La muerte del P. Carlo María Martini s. j. me ha golpeado emocionalmente. Este viernes
31 de agosto, mientras el fin de mes en esta fenicia Guayaquil se descuadernaba como
loco rumbo a la noche, Twitter trajo a mi desasosegada mente que esperaba la atención
de un funcionario público, la infausta noticia de la muerte del hoy por hoy más preclaro de
los jesuitas que la Compañía se preció en decir “es de los nuestros”.
Habrán sido dieciséis o diecisiete años la edad. El lugar sí lo recuerdo perfectamente:
un viejo árbol plantado a las afueras de la biblioteca del colegio Javier de los jesuitas
guayaquileños. El bullicio del primer y segundo recreo hacía mutis para mí. Ensimismado
en una apasionante lectura me encontré a lo largo de varios días con mi cabeza metida
entre las páginas de una preciosa obra: “¿En qué creen los que no creen?” Un intercambio
epistolar entre el brillante semiótico Umberto Eco y el purpurado piamontés de los
registros de la Compañía de Jesús italiana. Allí conocí a Carlo María. Eco ya había pasado
por mis manos con “En el nombre de la rosa”.
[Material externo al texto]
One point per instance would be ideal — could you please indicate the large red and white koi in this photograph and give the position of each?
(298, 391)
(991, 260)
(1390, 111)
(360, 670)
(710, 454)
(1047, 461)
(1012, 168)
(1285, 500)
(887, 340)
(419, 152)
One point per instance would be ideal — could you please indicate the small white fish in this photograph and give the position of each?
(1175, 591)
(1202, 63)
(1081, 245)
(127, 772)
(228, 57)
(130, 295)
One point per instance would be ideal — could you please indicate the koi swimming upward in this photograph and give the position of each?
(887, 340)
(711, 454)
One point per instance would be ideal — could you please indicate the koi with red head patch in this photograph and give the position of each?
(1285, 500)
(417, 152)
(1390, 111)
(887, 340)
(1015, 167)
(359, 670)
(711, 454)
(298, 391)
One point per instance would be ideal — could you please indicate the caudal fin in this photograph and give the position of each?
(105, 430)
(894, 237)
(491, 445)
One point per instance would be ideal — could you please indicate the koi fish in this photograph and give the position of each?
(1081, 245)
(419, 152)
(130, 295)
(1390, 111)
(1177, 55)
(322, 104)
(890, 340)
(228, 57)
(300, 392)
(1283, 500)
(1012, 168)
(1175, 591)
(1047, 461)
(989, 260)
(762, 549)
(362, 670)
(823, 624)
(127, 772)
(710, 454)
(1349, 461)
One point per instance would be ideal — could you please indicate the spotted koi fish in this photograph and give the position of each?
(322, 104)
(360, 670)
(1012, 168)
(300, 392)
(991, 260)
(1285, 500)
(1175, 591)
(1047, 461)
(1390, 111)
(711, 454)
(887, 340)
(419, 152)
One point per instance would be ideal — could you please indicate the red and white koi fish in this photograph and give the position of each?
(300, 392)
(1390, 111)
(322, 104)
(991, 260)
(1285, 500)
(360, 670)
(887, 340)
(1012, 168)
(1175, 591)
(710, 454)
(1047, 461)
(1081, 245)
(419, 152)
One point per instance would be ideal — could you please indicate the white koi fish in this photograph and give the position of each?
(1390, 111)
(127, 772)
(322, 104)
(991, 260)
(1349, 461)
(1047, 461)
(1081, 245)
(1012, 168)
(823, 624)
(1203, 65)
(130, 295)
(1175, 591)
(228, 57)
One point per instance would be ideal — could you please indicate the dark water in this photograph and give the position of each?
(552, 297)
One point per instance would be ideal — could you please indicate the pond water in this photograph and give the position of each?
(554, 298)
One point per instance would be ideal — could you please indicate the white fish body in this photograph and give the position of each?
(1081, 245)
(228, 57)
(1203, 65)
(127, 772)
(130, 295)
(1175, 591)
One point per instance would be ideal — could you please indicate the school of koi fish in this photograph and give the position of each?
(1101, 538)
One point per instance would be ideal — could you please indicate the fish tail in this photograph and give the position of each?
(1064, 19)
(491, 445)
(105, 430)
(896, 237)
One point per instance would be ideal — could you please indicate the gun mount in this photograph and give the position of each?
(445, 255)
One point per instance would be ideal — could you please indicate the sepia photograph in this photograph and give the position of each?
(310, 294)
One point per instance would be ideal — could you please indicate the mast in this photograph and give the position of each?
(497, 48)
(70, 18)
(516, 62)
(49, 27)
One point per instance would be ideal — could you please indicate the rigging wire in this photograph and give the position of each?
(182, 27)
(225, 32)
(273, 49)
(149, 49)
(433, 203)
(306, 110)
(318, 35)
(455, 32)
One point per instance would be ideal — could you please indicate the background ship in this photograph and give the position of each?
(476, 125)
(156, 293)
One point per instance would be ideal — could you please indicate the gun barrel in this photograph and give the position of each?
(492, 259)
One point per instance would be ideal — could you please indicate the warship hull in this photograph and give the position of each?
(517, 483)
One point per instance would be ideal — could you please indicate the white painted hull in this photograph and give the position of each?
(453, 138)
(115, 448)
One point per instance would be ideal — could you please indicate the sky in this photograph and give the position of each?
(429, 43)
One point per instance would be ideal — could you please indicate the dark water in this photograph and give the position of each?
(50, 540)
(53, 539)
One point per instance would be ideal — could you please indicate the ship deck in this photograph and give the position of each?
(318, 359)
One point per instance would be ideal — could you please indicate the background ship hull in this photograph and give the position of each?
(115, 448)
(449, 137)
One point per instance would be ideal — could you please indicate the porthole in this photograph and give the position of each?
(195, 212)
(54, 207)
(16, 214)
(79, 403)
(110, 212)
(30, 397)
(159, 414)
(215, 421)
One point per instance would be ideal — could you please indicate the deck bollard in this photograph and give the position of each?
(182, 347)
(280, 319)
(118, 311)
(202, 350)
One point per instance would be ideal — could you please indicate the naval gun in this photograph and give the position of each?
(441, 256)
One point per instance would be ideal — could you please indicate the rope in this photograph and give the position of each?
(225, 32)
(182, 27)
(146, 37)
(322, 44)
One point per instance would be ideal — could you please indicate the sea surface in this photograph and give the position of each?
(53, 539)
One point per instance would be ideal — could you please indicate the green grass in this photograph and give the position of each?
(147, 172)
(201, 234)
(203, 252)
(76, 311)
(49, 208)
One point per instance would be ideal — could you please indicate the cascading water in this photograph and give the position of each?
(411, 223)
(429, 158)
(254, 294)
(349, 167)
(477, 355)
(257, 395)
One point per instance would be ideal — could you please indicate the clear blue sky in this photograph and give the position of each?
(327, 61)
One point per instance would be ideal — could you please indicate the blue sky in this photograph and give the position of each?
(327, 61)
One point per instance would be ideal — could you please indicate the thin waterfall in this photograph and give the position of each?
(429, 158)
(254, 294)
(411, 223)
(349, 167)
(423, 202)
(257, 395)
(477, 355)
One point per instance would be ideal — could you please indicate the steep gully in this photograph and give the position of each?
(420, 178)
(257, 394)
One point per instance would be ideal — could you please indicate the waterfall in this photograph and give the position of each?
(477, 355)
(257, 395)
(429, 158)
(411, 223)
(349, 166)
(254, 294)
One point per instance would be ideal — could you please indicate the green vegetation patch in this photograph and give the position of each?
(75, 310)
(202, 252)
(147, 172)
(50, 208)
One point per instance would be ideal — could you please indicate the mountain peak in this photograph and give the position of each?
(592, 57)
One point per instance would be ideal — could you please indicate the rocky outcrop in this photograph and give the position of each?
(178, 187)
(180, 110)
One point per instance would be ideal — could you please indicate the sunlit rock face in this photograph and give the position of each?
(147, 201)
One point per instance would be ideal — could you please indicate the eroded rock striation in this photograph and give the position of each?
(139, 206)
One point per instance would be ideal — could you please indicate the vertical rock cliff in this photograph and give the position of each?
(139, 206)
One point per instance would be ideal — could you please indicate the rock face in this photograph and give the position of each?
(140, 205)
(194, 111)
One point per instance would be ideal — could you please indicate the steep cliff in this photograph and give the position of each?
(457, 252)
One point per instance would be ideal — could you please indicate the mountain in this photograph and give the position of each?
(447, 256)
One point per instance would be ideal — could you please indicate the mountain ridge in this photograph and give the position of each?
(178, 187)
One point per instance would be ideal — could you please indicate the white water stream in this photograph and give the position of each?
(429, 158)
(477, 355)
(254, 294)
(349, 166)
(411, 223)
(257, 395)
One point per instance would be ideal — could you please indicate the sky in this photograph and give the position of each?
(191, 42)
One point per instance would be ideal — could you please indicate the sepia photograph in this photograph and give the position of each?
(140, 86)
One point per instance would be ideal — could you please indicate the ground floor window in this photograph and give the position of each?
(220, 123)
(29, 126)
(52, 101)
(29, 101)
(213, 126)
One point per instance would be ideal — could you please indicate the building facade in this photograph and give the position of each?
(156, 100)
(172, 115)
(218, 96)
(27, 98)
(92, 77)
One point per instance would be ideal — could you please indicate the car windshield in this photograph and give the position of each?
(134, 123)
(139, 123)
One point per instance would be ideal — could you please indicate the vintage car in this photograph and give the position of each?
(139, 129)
En el epistolario Martini hablaba desde su autoridad como hombre de mente abierta.
¿Mente abierta un cardenal católico, dirán los jóvenes progresistas de hoy? Pues sí.
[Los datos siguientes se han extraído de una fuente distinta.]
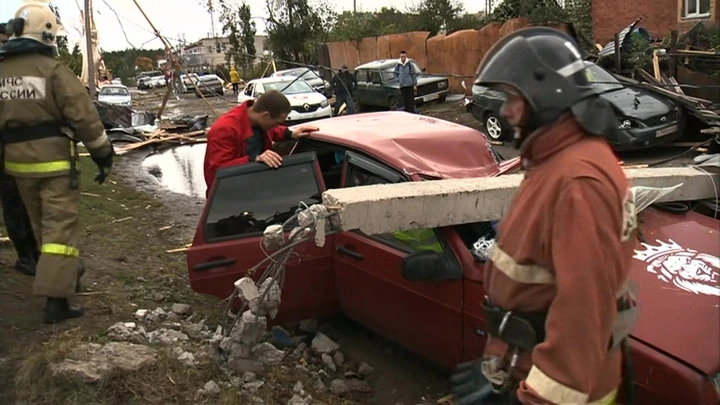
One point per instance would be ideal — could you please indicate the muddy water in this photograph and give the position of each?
(179, 169)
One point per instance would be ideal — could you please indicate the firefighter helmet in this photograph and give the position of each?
(36, 20)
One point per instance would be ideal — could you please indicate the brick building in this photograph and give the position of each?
(659, 16)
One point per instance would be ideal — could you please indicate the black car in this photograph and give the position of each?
(312, 78)
(647, 119)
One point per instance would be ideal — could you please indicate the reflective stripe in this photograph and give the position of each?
(552, 390)
(98, 143)
(523, 273)
(608, 399)
(58, 249)
(45, 167)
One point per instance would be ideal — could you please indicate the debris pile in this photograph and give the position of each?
(249, 356)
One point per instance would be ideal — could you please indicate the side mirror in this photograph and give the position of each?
(428, 266)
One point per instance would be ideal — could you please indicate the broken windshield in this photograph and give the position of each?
(297, 87)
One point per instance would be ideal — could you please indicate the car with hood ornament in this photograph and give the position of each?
(307, 104)
(382, 282)
(646, 118)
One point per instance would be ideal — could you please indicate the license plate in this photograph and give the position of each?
(431, 97)
(665, 131)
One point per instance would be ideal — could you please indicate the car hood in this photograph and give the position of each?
(648, 105)
(311, 98)
(678, 273)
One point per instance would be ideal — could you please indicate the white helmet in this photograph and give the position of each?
(36, 20)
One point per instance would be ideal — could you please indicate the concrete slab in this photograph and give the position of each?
(395, 207)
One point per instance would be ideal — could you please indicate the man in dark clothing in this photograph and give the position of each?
(343, 85)
(15, 215)
(407, 78)
(246, 134)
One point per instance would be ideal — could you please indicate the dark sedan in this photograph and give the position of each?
(647, 119)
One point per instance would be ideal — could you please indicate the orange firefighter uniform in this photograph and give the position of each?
(567, 239)
(42, 106)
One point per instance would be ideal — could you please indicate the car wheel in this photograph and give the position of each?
(494, 127)
(393, 104)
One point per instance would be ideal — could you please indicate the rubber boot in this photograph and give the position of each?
(60, 309)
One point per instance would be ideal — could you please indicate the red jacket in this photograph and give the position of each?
(226, 144)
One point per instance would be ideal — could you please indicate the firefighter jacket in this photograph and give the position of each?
(565, 249)
(228, 138)
(42, 103)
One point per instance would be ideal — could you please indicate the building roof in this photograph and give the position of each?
(414, 143)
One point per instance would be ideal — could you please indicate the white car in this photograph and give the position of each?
(115, 94)
(307, 104)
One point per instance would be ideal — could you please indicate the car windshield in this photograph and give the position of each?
(297, 87)
(113, 91)
(600, 79)
(389, 75)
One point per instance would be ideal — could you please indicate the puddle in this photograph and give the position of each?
(179, 169)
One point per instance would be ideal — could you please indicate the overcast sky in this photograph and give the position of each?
(173, 18)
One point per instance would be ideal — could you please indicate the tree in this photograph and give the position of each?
(295, 28)
(437, 15)
(144, 63)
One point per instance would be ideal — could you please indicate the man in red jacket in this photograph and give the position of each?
(246, 133)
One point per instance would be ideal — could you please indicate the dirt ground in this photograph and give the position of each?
(128, 224)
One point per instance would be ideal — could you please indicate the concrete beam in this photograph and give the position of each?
(429, 204)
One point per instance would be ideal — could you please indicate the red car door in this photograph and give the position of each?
(425, 317)
(243, 201)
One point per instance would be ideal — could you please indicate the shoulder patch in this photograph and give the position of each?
(630, 223)
(22, 88)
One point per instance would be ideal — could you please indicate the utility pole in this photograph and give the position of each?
(88, 44)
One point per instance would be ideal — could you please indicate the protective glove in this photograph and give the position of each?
(470, 387)
(104, 165)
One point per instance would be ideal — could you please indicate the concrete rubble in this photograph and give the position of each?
(386, 208)
(246, 354)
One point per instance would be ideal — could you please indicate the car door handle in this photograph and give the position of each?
(345, 251)
(211, 265)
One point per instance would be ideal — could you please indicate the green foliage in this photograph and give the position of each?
(296, 29)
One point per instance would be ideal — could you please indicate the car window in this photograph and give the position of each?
(416, 240)
(373, 76)
(248, 198)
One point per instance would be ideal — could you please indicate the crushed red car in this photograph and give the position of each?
(675, 345)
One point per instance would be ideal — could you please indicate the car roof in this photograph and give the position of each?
(380, 64)
(413, 143)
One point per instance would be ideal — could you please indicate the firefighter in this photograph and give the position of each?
(43, 107)
(559, 305)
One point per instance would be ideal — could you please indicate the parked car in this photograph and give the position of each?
(647, 119)
(307, 104)
(377, 85)
(209, 85)
(674, 346)
(115, 94)
(312, 77)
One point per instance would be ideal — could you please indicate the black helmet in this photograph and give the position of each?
(544, 65)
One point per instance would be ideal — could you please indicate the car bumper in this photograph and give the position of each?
(296, 118)
(432, 96)
(647, 137)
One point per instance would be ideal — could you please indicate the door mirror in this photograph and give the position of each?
(428, 266)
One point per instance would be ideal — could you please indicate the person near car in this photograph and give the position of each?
(559, 304)
(44, 111)
(246, 134)
(407, 78)
(15, 214)
(343, 85)
(235, 80)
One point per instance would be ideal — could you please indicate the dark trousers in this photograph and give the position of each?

Entre los de la Compañía esto de la apertura mental y la indiferencia ignaciana es común.
Cuando una brillante inteligencia se complementa con un espíritu humilde, una prosa
precisa y un verbo que convence, tenemos a Martini, como tuvimos a Pedro Arrupe o
como tuvimos a Alberto Hurtado, o a Karl Rahner, John Courtney Murray, Pierre Teilhard
de Chardin, Rutilio Grande García, Michel de Certeau o al célebre Jacques Dupuis. La
muerte de Carlo Ma. hiere a la Compañía y la obliga a de sus filas empujar un nuevo
exponente de su visión cristocéntrica del mundo. ¿Es esto desobedecer el Canon o el
Catecismo? No. Esto es renovarse y llevar esa renovación a las fronteras físicas y del alma
donde el nombre de Cristo no se pronuncia por temor, por ignorancia o por hedonismo.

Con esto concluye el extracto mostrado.